Deze uitspraak is gedaan door mr. W.A.P. van Roij, voorzitter, mr. J.M. van der Vegt en mr. M.W.C. Soltysik, leden, in aanwezigheid van mr. A. Muller, griffier, op 30 september 2021 en openbaar gemaakt door middel van geanonimiseerde publicatie op www.rechtspraak.nl.
De griffier, De rechter,
mr. A. Muller mr. W.A.P. van Roij
Afschrift aangetekend verzonden aan partijen op:
Aan deze uitspraak hoeft eerst uitvoering te worden gegeven als de uitspraak onherroepelijk is geworden. De uitspraak is onherroepelijk als niet binnen zes weken na verzending van de uitspraak een rechtsmiddel is aangewend of onherroepelijk op het aangewende rechtsmiddel is beslist (artikel 27h, derde lid en artikel 28, zevende lid AWR).
Rechtsmiddel
Tegen deze uitspraak kunnen partijen binnen zes weken na de verzenddatum hoger beroep instellen bij het gerechtshof te ‘s-Hertogenbosch (belastingkamer), Postbus 70583, 5201 CZ ’s-Hertogenbosch. Een van de rechters die deze uitspraak hebben gedaan, is normaal gesproken als raadsheer werkzaam bij het gerechtshof ’s-Hertogenbosch en is in 2021 als rechter-plaatsvervanger gedetacheerd bij de rechtbank Zeeland-West-Brabant. Een eventueel hoger beroep moet worden ingediend bij het gerechtshof te ’s-Hertogenbosch, maar zal worden behandeld door raadsheren van het gerechtshof Den Haag, dat als nevenzittingsplaats van het gerechtshof te ’s-Hertogenbosch is aangewezen.

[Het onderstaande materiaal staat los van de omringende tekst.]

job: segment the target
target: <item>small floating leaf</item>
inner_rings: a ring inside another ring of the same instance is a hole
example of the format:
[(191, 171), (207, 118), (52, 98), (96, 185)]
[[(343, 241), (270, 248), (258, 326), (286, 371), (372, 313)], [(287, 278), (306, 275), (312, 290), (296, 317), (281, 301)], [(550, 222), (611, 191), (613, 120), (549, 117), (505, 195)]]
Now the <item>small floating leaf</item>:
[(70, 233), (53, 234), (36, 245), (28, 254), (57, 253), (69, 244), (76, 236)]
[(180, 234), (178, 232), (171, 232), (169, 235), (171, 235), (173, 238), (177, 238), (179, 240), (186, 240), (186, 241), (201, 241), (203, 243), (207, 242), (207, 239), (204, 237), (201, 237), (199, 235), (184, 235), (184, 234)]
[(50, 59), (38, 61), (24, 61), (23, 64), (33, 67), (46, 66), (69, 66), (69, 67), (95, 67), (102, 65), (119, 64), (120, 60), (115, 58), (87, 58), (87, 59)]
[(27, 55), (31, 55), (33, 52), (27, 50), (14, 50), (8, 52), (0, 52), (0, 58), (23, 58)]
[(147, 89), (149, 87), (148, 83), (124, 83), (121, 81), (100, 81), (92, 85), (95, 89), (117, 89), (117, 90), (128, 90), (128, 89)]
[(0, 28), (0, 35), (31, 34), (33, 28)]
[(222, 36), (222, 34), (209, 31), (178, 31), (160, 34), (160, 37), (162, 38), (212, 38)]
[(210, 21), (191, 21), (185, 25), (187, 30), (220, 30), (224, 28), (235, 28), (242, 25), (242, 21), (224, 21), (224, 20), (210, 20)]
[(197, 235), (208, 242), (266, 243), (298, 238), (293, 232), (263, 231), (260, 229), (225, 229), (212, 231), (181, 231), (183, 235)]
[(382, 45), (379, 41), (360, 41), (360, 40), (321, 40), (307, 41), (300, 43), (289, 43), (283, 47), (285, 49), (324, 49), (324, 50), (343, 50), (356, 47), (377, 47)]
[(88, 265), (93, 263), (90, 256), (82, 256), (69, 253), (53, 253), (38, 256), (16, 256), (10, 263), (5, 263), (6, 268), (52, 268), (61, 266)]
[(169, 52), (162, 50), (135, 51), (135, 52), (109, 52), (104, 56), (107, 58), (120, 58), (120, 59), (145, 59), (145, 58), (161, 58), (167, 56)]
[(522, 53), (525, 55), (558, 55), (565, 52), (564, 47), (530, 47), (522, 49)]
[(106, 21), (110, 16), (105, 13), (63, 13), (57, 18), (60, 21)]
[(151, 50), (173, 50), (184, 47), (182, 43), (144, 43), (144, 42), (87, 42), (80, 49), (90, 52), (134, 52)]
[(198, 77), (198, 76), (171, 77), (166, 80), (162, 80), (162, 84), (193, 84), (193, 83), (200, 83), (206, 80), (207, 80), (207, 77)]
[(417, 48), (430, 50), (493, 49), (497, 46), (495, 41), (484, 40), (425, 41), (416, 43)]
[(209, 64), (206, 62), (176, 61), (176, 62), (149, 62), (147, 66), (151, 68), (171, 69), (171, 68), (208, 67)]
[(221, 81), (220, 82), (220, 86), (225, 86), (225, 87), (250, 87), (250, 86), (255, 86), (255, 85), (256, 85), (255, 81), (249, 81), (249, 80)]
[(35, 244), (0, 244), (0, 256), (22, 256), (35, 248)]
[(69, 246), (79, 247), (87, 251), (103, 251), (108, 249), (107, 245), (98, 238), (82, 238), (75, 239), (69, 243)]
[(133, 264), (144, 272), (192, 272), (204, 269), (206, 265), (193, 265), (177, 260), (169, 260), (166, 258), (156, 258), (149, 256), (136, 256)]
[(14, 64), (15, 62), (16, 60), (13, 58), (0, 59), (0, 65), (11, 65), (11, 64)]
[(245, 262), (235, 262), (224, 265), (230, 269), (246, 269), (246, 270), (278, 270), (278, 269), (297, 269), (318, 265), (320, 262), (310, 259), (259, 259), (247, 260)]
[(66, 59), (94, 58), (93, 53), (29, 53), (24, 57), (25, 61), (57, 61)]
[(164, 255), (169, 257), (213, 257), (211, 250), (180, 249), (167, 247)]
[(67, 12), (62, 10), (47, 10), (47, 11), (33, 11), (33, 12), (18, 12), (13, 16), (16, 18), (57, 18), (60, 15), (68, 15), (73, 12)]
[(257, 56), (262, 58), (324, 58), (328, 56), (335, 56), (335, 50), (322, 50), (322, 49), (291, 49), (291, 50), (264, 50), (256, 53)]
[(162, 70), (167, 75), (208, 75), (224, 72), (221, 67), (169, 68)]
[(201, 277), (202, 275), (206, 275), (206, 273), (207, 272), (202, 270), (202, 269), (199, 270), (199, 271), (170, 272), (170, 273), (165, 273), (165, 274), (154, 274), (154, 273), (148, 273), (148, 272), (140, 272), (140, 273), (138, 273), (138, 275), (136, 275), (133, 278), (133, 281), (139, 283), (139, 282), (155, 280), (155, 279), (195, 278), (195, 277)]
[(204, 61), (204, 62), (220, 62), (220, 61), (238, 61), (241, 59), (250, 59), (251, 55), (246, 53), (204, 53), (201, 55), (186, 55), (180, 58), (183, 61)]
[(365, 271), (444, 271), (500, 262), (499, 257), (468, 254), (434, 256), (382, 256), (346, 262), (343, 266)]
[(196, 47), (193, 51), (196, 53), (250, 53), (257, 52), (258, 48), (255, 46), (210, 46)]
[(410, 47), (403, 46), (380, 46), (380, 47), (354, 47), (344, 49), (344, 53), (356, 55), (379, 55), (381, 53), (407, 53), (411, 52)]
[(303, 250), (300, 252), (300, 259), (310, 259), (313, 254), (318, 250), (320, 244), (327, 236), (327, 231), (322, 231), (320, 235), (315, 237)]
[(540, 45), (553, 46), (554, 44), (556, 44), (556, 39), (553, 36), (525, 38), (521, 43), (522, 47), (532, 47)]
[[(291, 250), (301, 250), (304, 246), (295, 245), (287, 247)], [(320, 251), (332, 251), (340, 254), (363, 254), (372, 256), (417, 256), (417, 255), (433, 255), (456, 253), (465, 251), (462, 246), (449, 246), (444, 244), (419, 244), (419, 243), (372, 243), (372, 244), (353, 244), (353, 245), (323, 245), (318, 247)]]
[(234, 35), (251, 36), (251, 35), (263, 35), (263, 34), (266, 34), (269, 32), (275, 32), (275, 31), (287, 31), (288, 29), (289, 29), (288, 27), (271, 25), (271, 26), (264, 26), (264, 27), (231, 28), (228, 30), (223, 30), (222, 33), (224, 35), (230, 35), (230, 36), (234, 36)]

Bij het instellen van hoger beroep dient het volgende in acht te worden genomen:
1. bij het beroepschrift wordt een afschrift van deze uitspraak overgelegd;
2 - het beroepschrift moet ondertekend zijn en ten minste het volgende vermelden:
a. de naam en het adres van de indiener;
b. een dagtekening;
c. een omschrijving van de uitspraak waartegen het hoger beroep is ingesteld;
d. de gronden van het hoger beroep.
Voor burgers is het mogelijk hoger beroep digitaal in te stellen. Hiervoor kan gebruik worden gemaakt van de formulieren op Rechtspraak.nl / Digitaal loket bestuursrecht.

Voetnoten

1.Hoge Raad 14 juni 2019, ECLI:NL:HR:2019:816.
2.Hoge Raad 29 mei 2020, ECLI:NL:HR:2020:831, r.o. 2.4.2.
3.Hoge Raad 2 juli 2021, ECLI:NL:HR:2021:1047.
4.Hoge Raad 17 maart 2017, ECLI:NL:HR:2017:441.
5.Hoge Raad 2 juni 2017, ECLI:NL:HR:2017:964.
6.Hoge Raad 6 april 2018, ECLI:NL:HR:2018:511.